Contabilidade e Crise: Lições do Caso Banco Master

Crises bancárias não começam no dia da liquidação. Elas começam muito antes, na deterioração silenciosa da liquidez, do capital e, principalmente, da qualidade da informação.

O caso Banco Master, com liquidação extrajudicial decretada e posterior acionamento do Fundo Garantidor de Créditos (FGC), reforça uma verdade incômoda: a contabilidade não é burocracia. Ela é infraestrutura de estabilidade.

Quando falha ou quando não reflete com tempestividade a substância econômica o impacto ultrapassa a instituição e atinge poupadores, empresas, credores e a confiança no sistema financeiro.

Crises não surgem do nada: o problema da informação

Em episódios dessa natureza, surgem elementos recorrentes:

  • Tensões de liquidez

  • Estrutura de funding fragilizada

  • Descasamentos entre ativos e passivos

  • Questionamentos sobre calibragem regulatória

Mas há um núcleo comum: qualidade da informação financeira.

Bancos operam essencialmente com riscos futuros — crédito, mercado e liquidez. Portanto, a contabilidade não “fotografa” apenas o passado. Ela precisa traduzir, com prudência, o risco embutido nos ativos e obrigações.

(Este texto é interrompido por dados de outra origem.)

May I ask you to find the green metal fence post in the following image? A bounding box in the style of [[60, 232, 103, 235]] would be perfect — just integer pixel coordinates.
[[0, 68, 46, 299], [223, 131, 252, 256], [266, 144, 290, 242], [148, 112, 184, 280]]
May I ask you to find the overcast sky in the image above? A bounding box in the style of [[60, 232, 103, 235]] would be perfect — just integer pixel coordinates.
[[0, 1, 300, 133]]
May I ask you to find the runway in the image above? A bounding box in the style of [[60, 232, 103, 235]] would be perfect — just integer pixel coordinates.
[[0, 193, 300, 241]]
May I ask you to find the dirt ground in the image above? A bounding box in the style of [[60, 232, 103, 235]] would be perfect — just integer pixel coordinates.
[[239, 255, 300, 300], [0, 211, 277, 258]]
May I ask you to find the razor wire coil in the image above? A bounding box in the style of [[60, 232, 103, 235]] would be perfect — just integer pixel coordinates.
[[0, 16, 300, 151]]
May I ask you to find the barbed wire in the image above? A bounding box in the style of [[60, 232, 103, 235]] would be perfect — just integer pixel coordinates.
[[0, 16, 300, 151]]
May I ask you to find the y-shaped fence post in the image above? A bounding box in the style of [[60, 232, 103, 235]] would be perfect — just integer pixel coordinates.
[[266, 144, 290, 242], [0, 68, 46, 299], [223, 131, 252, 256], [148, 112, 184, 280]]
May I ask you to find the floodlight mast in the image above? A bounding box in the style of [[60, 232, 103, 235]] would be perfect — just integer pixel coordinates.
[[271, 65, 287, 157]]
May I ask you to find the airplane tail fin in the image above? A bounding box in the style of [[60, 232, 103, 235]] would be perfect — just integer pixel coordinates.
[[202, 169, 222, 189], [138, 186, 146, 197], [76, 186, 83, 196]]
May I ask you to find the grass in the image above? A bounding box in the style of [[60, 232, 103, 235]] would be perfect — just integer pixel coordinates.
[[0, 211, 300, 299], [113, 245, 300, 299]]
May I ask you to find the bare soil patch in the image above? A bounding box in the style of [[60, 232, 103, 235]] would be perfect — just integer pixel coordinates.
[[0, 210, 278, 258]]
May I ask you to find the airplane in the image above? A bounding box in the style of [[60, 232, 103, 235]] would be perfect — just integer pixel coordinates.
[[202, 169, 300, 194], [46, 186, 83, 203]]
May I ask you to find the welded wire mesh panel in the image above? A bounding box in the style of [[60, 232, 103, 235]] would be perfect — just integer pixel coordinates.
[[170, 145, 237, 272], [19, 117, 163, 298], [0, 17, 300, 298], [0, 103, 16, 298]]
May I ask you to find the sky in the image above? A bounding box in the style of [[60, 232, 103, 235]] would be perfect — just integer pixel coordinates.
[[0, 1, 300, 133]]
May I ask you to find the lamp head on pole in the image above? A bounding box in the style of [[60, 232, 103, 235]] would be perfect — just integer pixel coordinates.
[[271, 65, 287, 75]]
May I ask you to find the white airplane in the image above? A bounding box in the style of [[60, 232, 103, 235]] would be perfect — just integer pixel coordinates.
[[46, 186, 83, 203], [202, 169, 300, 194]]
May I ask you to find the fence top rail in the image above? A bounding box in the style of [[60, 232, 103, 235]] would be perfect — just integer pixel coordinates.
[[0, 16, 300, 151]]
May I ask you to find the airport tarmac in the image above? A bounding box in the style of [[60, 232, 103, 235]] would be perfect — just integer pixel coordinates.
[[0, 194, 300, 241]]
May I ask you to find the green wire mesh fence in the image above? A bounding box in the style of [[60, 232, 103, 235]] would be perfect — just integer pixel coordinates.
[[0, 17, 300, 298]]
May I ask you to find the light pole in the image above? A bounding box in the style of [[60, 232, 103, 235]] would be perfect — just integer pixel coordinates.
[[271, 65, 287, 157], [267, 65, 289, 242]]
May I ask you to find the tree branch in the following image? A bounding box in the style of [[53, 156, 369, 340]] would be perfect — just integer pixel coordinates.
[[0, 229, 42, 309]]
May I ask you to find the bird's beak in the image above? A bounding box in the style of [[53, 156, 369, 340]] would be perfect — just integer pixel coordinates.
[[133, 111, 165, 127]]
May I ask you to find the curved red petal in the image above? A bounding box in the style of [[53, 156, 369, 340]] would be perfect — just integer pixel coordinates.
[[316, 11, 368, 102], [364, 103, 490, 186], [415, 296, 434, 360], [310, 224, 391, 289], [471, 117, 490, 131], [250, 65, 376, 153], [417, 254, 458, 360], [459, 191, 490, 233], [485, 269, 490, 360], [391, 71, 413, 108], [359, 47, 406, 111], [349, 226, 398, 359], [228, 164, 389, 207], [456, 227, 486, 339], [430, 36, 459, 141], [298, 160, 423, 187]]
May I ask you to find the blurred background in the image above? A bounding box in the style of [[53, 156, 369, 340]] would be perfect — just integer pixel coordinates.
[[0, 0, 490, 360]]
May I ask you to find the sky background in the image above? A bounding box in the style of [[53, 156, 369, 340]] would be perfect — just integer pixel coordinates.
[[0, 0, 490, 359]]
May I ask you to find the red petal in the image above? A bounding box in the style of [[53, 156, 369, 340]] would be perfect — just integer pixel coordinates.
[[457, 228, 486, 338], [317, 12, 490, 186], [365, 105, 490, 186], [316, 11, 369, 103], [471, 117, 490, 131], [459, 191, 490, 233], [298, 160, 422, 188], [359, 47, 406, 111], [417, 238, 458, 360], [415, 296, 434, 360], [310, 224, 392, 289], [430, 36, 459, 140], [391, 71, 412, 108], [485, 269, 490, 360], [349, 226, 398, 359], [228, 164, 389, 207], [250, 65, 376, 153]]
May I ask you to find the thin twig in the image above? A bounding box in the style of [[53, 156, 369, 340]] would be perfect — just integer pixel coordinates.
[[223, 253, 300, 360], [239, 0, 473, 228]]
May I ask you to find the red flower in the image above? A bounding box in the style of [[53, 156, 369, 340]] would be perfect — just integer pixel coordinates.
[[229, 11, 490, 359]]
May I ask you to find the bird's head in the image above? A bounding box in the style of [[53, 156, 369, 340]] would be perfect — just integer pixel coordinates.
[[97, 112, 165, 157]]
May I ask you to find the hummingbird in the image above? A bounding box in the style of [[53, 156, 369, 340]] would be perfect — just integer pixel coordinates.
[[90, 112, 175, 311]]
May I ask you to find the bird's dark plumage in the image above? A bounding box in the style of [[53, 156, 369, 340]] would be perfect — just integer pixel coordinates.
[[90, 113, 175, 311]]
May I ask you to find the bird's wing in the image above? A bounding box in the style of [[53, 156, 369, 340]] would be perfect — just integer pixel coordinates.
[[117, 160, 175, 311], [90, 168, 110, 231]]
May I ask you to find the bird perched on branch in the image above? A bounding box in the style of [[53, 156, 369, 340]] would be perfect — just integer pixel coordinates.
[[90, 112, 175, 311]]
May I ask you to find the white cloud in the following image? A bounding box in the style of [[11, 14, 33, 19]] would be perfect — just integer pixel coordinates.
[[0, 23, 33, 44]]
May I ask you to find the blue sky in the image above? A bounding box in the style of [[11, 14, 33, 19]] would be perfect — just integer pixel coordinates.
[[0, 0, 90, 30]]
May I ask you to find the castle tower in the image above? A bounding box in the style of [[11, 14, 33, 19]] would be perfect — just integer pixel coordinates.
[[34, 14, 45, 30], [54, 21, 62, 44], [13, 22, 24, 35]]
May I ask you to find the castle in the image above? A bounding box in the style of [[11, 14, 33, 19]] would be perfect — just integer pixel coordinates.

Quando essa tradução não é fiel, o mercado precifica errado.E quando a correção vem, ela é abrupta.

O tripé da prevenção: registro, mensuração e transparência

Crises costumam revelar falhas em três pontos centrais:

1. Registro sem substância

Operações complexas exigem rastreabilidade e lastro verificável. Fragilidade documental amplia conflitos sobre direitos e obrigações.

2. Mensuração desconectada do risco econômico

Reconhecer um ativo não basta. É preciso mensurá-lo considerando risco, liquidez e recuperabilidade — especialmente em provisões e marcações a mercado.

3. Divulgação insuficiente

Transparência não é excesso de notas explicativas. É permitir que investidores entendam premissas, incertezas e materialidade dos números.

Contabilidade, controles internos e auditoria precisam atuar de forma integrada.Sem esse alinhamento, o risco cresce no escuro.

Perdas esperadas: reconhecer antes que vire insolvência

O ponto mais sensível em crises de crédito é a tempestividade.

Modelos de perdas esperadas e políticas robustas de provisão existem justamente para obrigar a instituição a reconhecer deterioração antes que ela se torne irreversível.

Isso não elimina risco bancário — mas reduz o risco invisível.

E risco invisível é o mais perigoso.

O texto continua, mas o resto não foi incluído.